God's choice
People
generally have a problem with God’s choice. Be it God’s choice of timing, God’s
choice of calling, or God’s choice of people. When I was a teenager, I was
convinced I was swapped at birth at the hospital cause my parents were worlds
apart from how I saw things. They didn’t understand me, so I said. I grew up to
realise that parents are generally the problem when you’re a teenager, no
matter which pair you have. I still complain to my friend Sam that I should have
been white, well cause I feel I should be married by now (she says at least I
came close – Cf my complexion, lol.) And for some time, I struggled with God’s
choice over what I should do with my life. Accepting God’s choice is generally
a struggle because God doesn’t reason the way we do, He doesn’t see things the
way we do, His thoughts and ways are higher.
We sometimes
see this weakness in the Church pertaining the people God chooses to use. You
know I think people would be more comfortable if preachers and teachers of the
Word didn’t have any problems or issues of their own; if they had it all
together, if they didn’t have weaknesses or make mistakes. I think we’re
uncomfortable with the fact that God called other people just like us to be the
ones who lead us. It probably would be easier had it been an angel or something
like that. But we know how people can be, cause well, we are people and we know
exactly how we can be. In fact, I also wish God could choose and use the people
who have it together all the time, cause well it is quiet something to have God
use you to fix other people’s problems while you’re stuck in your own mess.

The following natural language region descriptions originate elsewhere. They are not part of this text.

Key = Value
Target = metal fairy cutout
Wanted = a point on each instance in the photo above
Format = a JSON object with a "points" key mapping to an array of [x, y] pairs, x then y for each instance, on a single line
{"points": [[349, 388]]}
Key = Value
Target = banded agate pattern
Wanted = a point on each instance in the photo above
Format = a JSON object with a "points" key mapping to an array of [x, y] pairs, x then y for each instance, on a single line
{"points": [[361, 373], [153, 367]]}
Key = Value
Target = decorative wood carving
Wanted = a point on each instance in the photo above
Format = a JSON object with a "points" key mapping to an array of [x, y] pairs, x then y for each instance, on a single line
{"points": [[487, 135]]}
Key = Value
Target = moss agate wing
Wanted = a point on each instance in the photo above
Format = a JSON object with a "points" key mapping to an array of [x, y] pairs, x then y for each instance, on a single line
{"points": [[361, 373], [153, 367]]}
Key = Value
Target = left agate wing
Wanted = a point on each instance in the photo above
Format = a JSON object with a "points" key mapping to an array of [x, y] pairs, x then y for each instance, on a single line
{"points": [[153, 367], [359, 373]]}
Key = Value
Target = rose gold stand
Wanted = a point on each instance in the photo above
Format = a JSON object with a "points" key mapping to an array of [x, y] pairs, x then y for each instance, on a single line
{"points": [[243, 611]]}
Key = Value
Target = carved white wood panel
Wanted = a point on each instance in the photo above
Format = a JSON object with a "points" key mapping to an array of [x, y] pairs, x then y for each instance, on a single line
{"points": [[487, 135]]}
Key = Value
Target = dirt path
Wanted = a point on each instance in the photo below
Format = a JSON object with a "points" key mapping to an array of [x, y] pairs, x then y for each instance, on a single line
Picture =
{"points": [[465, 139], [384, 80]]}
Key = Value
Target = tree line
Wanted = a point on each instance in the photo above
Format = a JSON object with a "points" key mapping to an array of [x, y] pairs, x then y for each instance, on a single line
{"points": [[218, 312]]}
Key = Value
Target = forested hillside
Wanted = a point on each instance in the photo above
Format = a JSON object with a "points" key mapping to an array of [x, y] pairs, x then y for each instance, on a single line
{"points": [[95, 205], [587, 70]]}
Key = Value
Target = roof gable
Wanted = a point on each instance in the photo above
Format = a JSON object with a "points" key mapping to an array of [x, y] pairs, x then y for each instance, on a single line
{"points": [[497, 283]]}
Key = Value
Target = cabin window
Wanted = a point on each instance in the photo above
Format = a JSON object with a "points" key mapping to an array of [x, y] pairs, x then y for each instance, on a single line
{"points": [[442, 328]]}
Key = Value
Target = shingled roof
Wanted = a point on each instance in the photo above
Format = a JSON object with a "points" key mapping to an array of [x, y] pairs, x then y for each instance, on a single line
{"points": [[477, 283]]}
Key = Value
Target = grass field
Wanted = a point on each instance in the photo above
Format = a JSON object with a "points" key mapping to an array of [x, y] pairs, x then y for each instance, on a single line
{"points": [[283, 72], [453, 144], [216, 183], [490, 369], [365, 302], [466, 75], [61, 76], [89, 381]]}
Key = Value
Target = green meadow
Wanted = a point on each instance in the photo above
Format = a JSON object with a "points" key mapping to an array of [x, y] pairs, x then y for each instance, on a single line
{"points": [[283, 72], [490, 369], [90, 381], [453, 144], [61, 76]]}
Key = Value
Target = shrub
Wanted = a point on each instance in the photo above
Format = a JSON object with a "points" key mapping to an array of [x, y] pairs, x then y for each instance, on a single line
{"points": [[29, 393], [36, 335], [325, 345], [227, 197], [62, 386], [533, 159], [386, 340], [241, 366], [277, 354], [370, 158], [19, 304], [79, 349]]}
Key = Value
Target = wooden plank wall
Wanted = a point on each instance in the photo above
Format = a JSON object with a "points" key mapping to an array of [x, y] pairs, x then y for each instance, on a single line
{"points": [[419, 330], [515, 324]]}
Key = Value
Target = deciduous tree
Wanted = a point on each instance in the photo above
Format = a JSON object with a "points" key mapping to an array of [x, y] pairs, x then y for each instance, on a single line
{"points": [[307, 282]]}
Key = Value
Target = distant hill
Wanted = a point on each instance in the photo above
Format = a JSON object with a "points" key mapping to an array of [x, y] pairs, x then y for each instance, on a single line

Kinda like Simon in Luke 5. Jesus saw Simon had a problem going on, He saw him
washing his nets in disappointment; and instead of attending to Simon’s
problem, He uses Simon and his problem to attend to the masses who were hungry
for the Word. Only after had the people’s hunger been satisfied, was Simon’s
issue attended to.
God used
liars like Abraham, cheats like Jacob, drunkards like Noah, murderers like
Moses, adulterers like David; He used a suicidal Elijah and a blood-thirsty
Paul. These are all people we would wipe off of God’s list of ‘usables’ without
so much as a thought. But thing is, it’s not ours to choose who God uses. God
knew their mistakes and ability to make more when he chose them. I am not
saying leaders shouldn’t be held accountable and shouldn’t live up to God’s
standards, they should lead by example yes. What I am saying is that God’s
choice is God’s choice, regardless of your judgement and opinion. Your father
doesn’t stop being your father just because he’s a drunkard, ask Ham. David
didn’t stop being king just because he slept with another man’s wife and
plotted the man’s death. Sure, he suffered the consequences; he lost a child
and opened a door for a curse over his family, but who he was in the eyes of
God never changed; he remained the one after God’s own heart, Israel’s singer
of songs. So where does the church get the authority to write off people God
still considers worthy? Where do we come off holding up people’s sins against
them which God has forgiven? How do we find it so easy to accept that God has
forgiven us when we wrong but He has a hard time with other people’s ‘bigger’
sins? No wonder Jesus said “If anyone of
you is without sin. Let him be the first to throw a stone at her” (John
8:7). Those men probably viewed her sin as ‘bigger’ cause they only told a white
lie from time to time, or they sometimes looked at a woman lustfully but never
really did anything. But to God, sin is sin, no sizes.